Lady Jane Hynde aged 59, painted in 1591 by Hieronymo Custodis: at Madingley Hall.

Sir Francis Hynde (c. 1532 – 21 March 1596), of Madingley, Cambridgeshire and Aldgate, London, was an English politician and landowner particularly associated with the development of Madingley Hall and its manorial estates.

Francis Hynde was the son of Sir John Hynde, M.P., of Madingley,[1] and his wife Ursula, daughter of John Curson[2] of Beck Hall, Billingford, Norfolk.[3] He matriculated as pensioner from St John's College in the University of Cambridge in 1546 and was admitted at Gray's Inn in 1549.[4] His younger brother Thomas matriculated from the same college in 1551 and entered Gray's Inn in 1552.[5]

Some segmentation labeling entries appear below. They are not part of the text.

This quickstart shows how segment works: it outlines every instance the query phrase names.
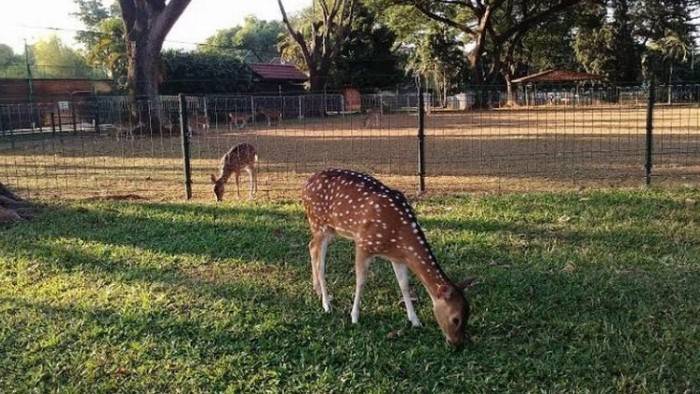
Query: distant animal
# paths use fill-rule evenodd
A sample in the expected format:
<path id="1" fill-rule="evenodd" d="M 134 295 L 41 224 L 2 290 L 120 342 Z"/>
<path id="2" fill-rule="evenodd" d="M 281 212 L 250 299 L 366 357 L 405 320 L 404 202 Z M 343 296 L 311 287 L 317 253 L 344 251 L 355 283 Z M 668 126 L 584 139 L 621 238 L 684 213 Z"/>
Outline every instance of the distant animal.
<path id="1" fill-rule="evenodd" d="M 368 108 L 366 113 L 365 113 L 365 128 L 372 127 L 379 127 L 381 125 L 381 111 L 379 109 L 375 108 Z"/>
<path id="2" fill-rule="evenodd" d="M 229 112 L 229 129 L 231 129 L 232 127 L 235 127 L 237 129 L 244 129 L 248 124 L 248 119 L 250 119 L 250 114 L 239 114 L 237 112 Z"/>
<path id="3" fill-rule="evenodd" d="M 258 191 L 258 179 L 256 174 L 256 165 L 258 162 L 258 154 L 253 145 L 239 144 L 231 148 L 221 158 L 219 163 L 219 176 L 211 174 L 211 182 L 214 184 L 213 191 L 216 201 L 223 201 L 224 188 L 231 175 L 235 175 L 236 180 L 236 195 L 241 197 L 240 176 L 241 171 L 246 170 L 250 178 L 249 198 L 252 200 L 255 193 Z"/>
<path id="4" fill-rule="evenodd" d="M 309 178 L 302 191 L 302 202 L 311 227 L 313 287 L 326 312 L 331 308 L 325 278 L 326 251 L 330 241 L 340 235 L 355 242 L 355 300 L 350 313 L 353 323 L 360 317 L 360 298 L 369 265 L 380 256 L 391 261 L 413 326 L 419 326 L 420 321 L 409 292 L 408 269 L 428 291 L 447 342 L 459 346 L 468 340 L 469 303 L 463 290 L 473 279 L 455 284 L 445 275 L 401 192 L 366 174 L 331 169 Z"/>
<path id="5" fill-rule="evenodd" d="M 282 111 L 278 109 L 260 108 L 258 109 L 258 112 L 265 116 L 268 127 L 272 126 L 273 120 L 275 123 L 279 124 L 280 120 L 282 119 Z"/>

He married Jane, daughter of Sir Ralph Verney[6] of Pendley Manor near Tring in Buckinghamshire.[7] Lady Jane Hynde was therefore sister of Sir Edmund Verney (that was father to Edmund Verney the younger, the Knight Marshal), of Francis Verney, who was arraigned and condemned with Edward Lewknor for his part in the Henry Dudley conspiracy in June 1556,[8][9] and also of Urian Verney, whose 1608 monument to his father in Middle Claydon church enumerates her among his own brothers and sisters as being a daughter of Sir Ralph's.[10] Their elder son and heir, William Hynde, was also an M.P.